Chilled and resentful at being trapped in a process she had no control over, Zoe could not help responding with words she knew would hit home. ‘All right. As long as I don’t have to be around when it’s taken away.’

She paused, giving him just enough time to dread what was coming next.

‘They won’t have taught you this at police college, but bodies burnt that badly need extremely careful handling. Or else, when they’re moved . . .’

Another pause. Geddes went grey.

‘The flesh just falls off the bones like an overcooked chicken.’

 

 

Chapter 2

The number of crime-scene professionals clad in white coveralls steadily increased at the bonfire site during the next hour, although not as quickly as the flock of inquisitive villagers restrained by crime-scene tape and Constable Geddes. Instructed to stay within the cordoned-off area, Zoe could not hear the onlookers’ words but they had to be speculating about her part in the drama.
So much for keeping a low profile.

Hanging around with no active role to play, no established procedure to follow, gave her time to brood. The fun everyone had at last night’s party took on a different hue when she imagined what was happening, unseen, only a few metres away. While they swirled sparklers and exclaimed at fireworks exploding overhead, was someone trapped inside the bonfire, aware of the mounting heat and struggling to breathe through the smoke?

Unable to bear standing idle any longer, she gathered up Mac’s lead and was about to slip away when a uniformed sergeant deigned to come over. He looked curiously at the dog, took Zoe’s details and told her to go home. An officer would be in touch.

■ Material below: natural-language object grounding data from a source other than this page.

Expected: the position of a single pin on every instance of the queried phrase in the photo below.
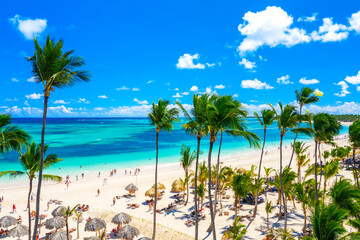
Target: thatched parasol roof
(18, 231)
(160, 186)
(7, 221)
(59, 235)
(55, 222)
(93, 238)
(151, 193)
(121, 218)
(128, 232)
(59, 211)
(131, 186)
(95, 224)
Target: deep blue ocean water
(122, 142)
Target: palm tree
(325, 127)
(30, 164)
(303, 97)
(331, 169)
(186, 160)
(68, 212)
(302, 195)
(300, 150)
(287, 120)
(354, 139)
(268, 171)
(229, 118)
(268, 209)
(53, 69)
(241, 185)
(163, 120)
(78, 217)
(12, 137)
(346, 196)
(224, 114)
(266, 119)
(327, 222)
(196, 126)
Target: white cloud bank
(29, 27)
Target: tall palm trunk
(293, 151)
(29, 209)
(38, 193)
(156, 165)
(67, 227)
(356, 175)
(196, 198)
(213, 229)
(316, 187)
(259, 172)
(217, 171)
(281, 185)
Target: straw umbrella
(160, 186)
(121, 218)
(18, 231)
(59, 211)
(59, 235)
(95, 225)
(7, 221)
(151, 193)
(131, 188)
(128, 232)
(56, 222)
(93, 238)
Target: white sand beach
(171, 225)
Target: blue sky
(139, 51)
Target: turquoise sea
(98, 143)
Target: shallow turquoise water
(93, 143)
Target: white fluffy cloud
(219, 86)
(344, 88)
(255, 84)
(330, 32)
(177, 95)
(308, 81)
(34, 96)
(83, 100)
(143, 102)
(247, 64)
(29, 27)
(353, 79)
(123, 88)
(187, 62)
(271, 27)
(311, 18)
(284, 80)
(60, 102)
(194, 89)
(354, 22)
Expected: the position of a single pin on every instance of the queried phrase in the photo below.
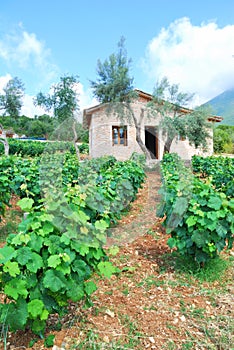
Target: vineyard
(59, 256)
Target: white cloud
(198, 58)
(30, 110)
(3, 81)
(23, 50)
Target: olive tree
(170, 104)
(62, 100)
(114, 86)
(11, 99)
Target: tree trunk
(138, 138)
(75, 140)
(3, 139)
(167, 145)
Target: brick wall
(100, 136)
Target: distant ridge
(223, 105)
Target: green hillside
(223, 105)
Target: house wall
(100, 136)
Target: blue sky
(190, 42)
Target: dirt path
(150, 304)
(142, 215)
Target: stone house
(108, 135)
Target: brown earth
(150, 304)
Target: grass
(214, 269)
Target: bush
(199, 219)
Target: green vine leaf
(25, 204)
(12, 268)
(54, 280)
(54, 261)
(16, 287)
(106, 268)
(6, 253)
(35, 263)
(35, 308)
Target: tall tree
(175, 119)
(114, 86)
(11, 99)
(3, 140)
(62, 100)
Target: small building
(108, 135)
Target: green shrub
(199, 219)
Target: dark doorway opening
(151, 141)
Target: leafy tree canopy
(63, 99)
(176, 119)
(114, 83)
(11, 99)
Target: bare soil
(150, 304)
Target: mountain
(223, 105)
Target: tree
(11, 100)
(114, 86)
(63, 99)
(3, 139)
(175, 119)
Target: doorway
(151, 140)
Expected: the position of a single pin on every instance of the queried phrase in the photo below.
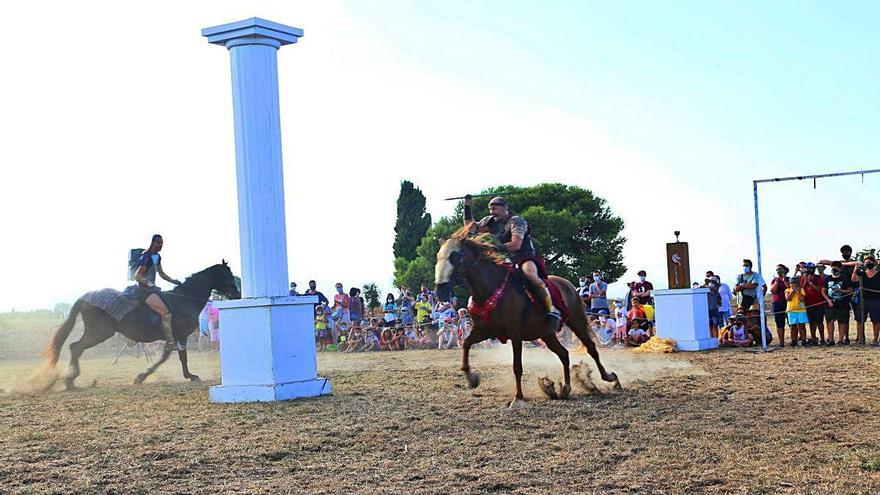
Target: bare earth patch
(794, 421)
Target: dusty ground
(793, 421)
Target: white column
(267, 349)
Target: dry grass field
(793, 421)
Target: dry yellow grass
(795, 421)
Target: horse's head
(224, 282)
(449, 267)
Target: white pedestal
(683, 315)
(267, 350)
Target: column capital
(253, 31)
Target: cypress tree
(413, 221)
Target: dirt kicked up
(792, 421)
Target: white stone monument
(683, 315)
(267, 350)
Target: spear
(478, 196)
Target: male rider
(149, 264)
(512, 232)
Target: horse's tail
(53, 351)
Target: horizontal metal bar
(819, 176)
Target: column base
(270, 393)
(696, 345)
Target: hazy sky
(116, 123)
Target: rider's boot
(553, 314)
(167, 334)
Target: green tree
(574, 230)
(865, 252)
(412, 221)
(371, 294)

Which was precisely what she had wanted to avoid.

 

Her mobile lay on the kitchen worktop next to the kettle. A text was waiting.
What’s up doc?

Zoe texted back.
Fancy a coffee?

On my way!

Keeper’s Cottage was freezing. Given the promise of their size, its storage radiators gave off a pathetic amount of heat. Zoe fed Mac and the cat, then pulled a Supertramp CD out of the Pickfords’ box in the hall and put it on, singing along as she lit the woodburning stove and brushed hair off Mac’s armchair. Like most of the furniture in the cottage this had seen better days, but she saw no point in bringing her own out of storage yet.

‘Hiya!’

Mac ran into the hall, throwing himself at Kate Mackenzie while she pulled off her shocking-pink hat and unwound a matching scarf. As her visitor entered the sitting room, Zoe rushed to turn off the CD player.

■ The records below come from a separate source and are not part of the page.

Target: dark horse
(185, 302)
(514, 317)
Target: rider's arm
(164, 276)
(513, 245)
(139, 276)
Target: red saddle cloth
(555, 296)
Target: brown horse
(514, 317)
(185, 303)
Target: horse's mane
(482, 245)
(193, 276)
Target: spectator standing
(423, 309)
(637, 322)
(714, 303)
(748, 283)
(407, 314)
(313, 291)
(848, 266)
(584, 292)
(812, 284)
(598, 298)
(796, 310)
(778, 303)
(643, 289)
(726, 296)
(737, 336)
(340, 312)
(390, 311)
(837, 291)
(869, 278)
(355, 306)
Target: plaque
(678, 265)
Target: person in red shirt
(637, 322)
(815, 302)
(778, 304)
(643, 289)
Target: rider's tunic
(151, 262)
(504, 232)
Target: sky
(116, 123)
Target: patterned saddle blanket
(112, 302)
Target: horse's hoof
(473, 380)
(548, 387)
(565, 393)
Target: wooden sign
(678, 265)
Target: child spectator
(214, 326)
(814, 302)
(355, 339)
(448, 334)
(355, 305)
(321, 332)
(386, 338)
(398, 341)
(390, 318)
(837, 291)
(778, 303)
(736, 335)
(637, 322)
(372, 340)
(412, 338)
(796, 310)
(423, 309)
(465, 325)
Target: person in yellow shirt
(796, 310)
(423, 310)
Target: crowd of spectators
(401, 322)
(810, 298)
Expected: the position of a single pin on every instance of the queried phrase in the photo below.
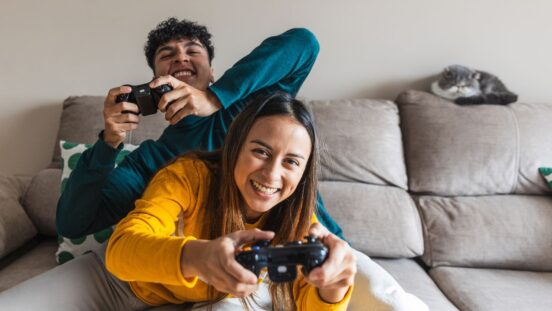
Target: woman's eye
(293, 162)
(261, 152)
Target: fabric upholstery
(82, 121)
(38, 259)
(40, 200)
(366, 211)
(508, 231)
(494, 289)
(15, 226)
(360, 141)
(474, 150)
(416, 281)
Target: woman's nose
(272, 170)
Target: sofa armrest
(15, 226)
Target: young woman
(179, 243)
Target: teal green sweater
(98, 195)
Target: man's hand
(185, 100)
(214, 261)
(119, 118)
(334, 278)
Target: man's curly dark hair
(173, 29)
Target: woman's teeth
(262, 188)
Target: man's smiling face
(185, 59)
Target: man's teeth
(262, 188)
(182, 73)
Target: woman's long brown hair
(291, 218)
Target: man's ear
(212, 75)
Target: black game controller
(145, 97)
(281, 260)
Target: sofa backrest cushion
(360, 141)
(474, 150)
(82, 120)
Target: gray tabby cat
(466, 86)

‘Don’t do that on my account,’ Kate said, laughing. ‘And don’t look so embarrassed. It’s great that you forget. I wish everyone else would.’ Her voice retained the soft Borders accent she’d had at the age of twelve when meningitis had robbed her of her hearing. ‘You’ve no idea how irritating it is when people speak verrrry sloooowly because they don’t think I’ll keep up otherwise.’